The numbers could not be independently verified, but they seemed consistent with previous reporting by The New York Times — and with the bitter, meter-by-meter nature of the fighting as Ukrainian soldiers and civilians have described it. Russian officials have said Ukraine’s campaign is being turned down.

For months, as Ukraine prepared and launched its counter-offensive, attacking Russia before it — teetering on many fronts and capturing only the eastern city of Bakhmut — the two sides exchanged long-range strikes against targets far from the frontline.

While Ukraine has used Western-supplied weapons, such as the HIMARS missiles, to attack Russian supply lines and arms depots, Russia has regularly targeted civilian centers and bombed Kiev, Ukraine’s capital, 17 times in May alone.

While many of Russia’s missiles and drones have been shot down by Ukraine’s air defense systems, the strikes have left many Ukrainians in Kiev tense and ready to race to the bomb shelters. Nerves ran high again on Wednesday after a man detonated an explosive at a city courthouse, sparking a standoff that ended with his death and two officers injured. Authorities did not name the man and his case appeared to have nothing to do with the war.

During the attack on Makiivka on Tuesday night, videos geolocated by The Times confirmed an explosion on the outskirts of the city: an initial explosion triggered several secondary explosions and flares before a much larger blast, suggesting the site may have been a weapons cache.

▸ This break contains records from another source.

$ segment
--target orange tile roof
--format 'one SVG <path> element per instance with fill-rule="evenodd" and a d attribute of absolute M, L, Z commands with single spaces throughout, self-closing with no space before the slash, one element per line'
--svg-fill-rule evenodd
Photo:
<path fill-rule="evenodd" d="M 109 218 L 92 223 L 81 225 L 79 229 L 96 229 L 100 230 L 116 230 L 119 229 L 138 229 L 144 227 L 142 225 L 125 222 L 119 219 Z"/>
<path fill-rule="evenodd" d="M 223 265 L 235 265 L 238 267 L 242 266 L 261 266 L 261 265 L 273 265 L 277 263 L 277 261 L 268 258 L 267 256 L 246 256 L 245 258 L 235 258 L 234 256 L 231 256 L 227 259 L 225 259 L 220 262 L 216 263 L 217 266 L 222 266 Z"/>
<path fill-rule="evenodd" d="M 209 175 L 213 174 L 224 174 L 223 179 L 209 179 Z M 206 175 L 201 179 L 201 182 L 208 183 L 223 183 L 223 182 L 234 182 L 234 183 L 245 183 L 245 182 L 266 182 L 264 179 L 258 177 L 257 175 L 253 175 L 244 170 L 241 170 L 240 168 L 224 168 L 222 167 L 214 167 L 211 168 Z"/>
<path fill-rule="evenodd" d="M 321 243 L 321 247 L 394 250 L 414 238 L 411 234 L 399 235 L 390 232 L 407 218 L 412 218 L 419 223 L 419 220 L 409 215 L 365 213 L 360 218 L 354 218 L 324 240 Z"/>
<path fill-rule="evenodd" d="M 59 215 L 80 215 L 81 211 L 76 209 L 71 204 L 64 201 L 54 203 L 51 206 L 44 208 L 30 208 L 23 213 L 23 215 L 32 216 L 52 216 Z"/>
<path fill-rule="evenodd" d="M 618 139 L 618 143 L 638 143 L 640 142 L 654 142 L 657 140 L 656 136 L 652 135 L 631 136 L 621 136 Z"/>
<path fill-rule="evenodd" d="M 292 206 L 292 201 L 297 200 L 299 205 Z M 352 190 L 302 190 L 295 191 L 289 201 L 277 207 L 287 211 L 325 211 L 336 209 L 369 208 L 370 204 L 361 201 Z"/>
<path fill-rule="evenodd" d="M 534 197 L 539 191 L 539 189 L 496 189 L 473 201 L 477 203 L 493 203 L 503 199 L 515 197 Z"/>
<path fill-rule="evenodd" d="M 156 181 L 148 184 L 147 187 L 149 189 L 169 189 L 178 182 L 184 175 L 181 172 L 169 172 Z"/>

Russia’s Defense Ministry did not immediately comment on Ukraine’s claims about the attack, but pro-Russian officials in Makiivka accused Ukraine of using long-range missiles and artillery from the Western side to attack civilians. Bag quoted a local official, Igor Kimakovsky, as saying HIMARS missiles and artillery had hit “peaceful” areas of the city. Those claims also could not be independently verified.

It was a HIMARS attack that killed at least 63 Russian soldiers — and possibly hundreds more — in a barracks in Makiivka on New Year’s Day. The attack drew criticism of the Russian military from some influential supporters of Moscow’s war effort and led Russia’s Defense Ministry to claim it had carried out retaliatory strikes against Ukraine.

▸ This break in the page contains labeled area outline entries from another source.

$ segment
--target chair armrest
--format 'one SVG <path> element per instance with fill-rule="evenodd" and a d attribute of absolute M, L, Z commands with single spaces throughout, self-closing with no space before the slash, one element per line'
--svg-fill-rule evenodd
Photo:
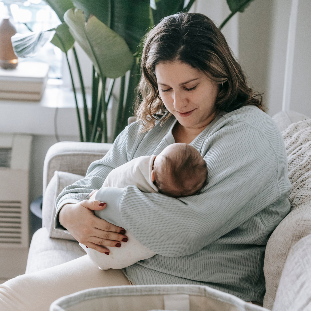
<path fill-rule="evenodd" d="M 85 176 L 90 165 L 101 159 L 112 146 L 112 144 L 61 142 L 51 146 L 43 166 L 43 195 L 55 171 Z"/>

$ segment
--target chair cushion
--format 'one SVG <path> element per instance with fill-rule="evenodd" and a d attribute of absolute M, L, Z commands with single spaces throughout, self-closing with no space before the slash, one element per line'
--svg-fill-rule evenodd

At the time, Russian authorities blamed their forces in Makiivka for disclosing their location using mobile phones, saying the data had enabled an attack by Ukrainian forces equipped with long-range weapons from Western allies.

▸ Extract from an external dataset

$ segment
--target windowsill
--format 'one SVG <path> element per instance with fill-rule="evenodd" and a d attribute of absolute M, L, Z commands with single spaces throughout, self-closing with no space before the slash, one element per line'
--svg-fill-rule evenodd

Makiivka, near the Russian-occupied city of Donetsk, is only about 10 miles from Ukrainian-occupied Avdiivka to the northwest — well within the roughly 50-mile range of the HIMARS missiles the United States has sent to Ukraine. The HIMARS system, military analysts say, is most effective against stationary targets that can be identified and located in advance, such as ammunition dumps, infrastructure and troop concentrations.

Anatoly Kurmanaev And Malachy Browne reporting contributed.

Leave A Reply

Your email address will not be published.